Court of 948–952 North Third Street Property, After Alterations. Each House Has 4 Rooms, Water in Kitchen, Gas, Toilet. Rent, $8.50 Per Month.

Damp walls constitute a serious problem for the superintendent. Tenants constantly complain of leakage into cellars. Often the water collecting against the sashes of cellar windows or seeping under them rots the sashes. If plastering is done directly on brick walls, the dampness will come through in cold weather and appear in the form of “sweating” on the inside. Much experimentation has developed the fact that the cheapest and most satisfactory procedure is to give the walls several applications of the substance known as tunlin. In some places this has been in use three years on the walls and still keeps the moisture from coming through.

By paying cash or by discounting its bills the Association has become a desired customer, and the superintendent keeps his eye out for a rise in prices or the possibility of a good bargain.

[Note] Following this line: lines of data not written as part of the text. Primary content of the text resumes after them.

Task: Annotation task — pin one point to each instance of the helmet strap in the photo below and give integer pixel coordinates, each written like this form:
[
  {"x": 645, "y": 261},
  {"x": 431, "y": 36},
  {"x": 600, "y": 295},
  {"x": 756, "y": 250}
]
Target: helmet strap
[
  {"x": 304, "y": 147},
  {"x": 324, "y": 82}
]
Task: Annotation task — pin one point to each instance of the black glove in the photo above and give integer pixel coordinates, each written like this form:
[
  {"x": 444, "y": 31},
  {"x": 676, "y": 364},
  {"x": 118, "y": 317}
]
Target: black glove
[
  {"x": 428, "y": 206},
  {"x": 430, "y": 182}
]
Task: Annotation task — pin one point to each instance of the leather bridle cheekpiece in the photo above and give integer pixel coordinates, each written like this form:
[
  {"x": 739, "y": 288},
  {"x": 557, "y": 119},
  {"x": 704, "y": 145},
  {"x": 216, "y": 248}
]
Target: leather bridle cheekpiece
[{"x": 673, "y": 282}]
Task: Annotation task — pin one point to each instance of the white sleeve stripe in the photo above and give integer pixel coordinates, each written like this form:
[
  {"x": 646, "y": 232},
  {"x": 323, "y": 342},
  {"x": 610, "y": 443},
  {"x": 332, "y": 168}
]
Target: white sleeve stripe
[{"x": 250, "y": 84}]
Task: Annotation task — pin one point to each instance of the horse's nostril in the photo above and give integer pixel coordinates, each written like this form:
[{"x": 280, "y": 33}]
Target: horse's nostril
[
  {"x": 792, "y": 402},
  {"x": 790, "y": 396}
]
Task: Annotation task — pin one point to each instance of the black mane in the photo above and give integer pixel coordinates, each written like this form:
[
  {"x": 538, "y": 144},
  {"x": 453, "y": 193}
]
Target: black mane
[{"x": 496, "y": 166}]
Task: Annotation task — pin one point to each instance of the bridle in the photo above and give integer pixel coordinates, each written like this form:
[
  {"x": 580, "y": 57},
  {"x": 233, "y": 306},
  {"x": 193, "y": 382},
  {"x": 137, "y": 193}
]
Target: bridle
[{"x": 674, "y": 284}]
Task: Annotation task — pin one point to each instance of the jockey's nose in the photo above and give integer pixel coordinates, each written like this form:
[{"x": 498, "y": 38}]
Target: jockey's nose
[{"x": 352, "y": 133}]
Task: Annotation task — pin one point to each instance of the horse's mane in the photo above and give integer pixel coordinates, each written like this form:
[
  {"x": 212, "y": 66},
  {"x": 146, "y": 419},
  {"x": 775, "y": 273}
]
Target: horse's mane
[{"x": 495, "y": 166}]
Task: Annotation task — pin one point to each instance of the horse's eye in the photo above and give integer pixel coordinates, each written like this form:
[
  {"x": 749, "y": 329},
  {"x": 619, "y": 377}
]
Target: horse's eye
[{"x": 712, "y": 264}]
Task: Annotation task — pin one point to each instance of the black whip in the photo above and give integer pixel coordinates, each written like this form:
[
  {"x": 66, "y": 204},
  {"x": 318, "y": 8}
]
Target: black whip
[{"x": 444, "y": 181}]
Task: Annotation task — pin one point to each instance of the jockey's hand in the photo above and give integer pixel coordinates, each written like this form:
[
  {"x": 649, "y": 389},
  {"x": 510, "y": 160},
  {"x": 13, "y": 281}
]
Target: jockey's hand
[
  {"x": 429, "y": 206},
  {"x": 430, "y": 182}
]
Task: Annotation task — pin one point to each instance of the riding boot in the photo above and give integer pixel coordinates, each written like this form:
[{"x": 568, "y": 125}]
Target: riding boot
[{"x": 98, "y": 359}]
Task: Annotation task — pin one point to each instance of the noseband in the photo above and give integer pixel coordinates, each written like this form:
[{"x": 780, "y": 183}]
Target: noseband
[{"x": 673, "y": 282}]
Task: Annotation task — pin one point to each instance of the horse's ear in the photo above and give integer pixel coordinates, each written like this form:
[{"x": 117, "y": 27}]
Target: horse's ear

For instance, in the Kenilworth Street houses we note that the new window-sashes are of bass wood, a good-looking and easily-handled material. It now costs considerable more than it did a little while ago. We find that the superintendent, before the price soared, bought a quantity for $15 that would now cost $200 at least. It is, he explains, soft enough to work in, old enough to have dried out, and the best possible material for satisfactory mitre-joints.

We find that he bought twenty-five kegs of nails, in anticipation of the rise, two days before there was an advance in price of 40 cents a keg. When it is necessary in all ways to keep down prices for the sake of low rents, and the dividing-line between profit and loss is so precisely drawn, a saving of $10 on one such transaction is no trifling affair.

Nor does the Association save by cheating its tenants as the former landlord did in the house where the twenty-seven thicknesses of wall-paper were removed. It was found that this particular miscreant had used manure instead of hair as a binder for the plaster.

By standardizing the various minor hardware a further saving is effected. There are rim locks of uniform pattern for the outside of the door, mortise locks of one type for the inside.

The paint is of much the same color. That means a match is readily obtainable without making a special mixture.

All houses are fitted up for gas, an inexpressible relief to the housekeeper who must otherwise face the hot range in summer.

Every effort is made to conserve the backyard trees, and it is the superintendent’s favorite theory that these trees are meant to be sat under and played under, as well as to shade the windows and the courts.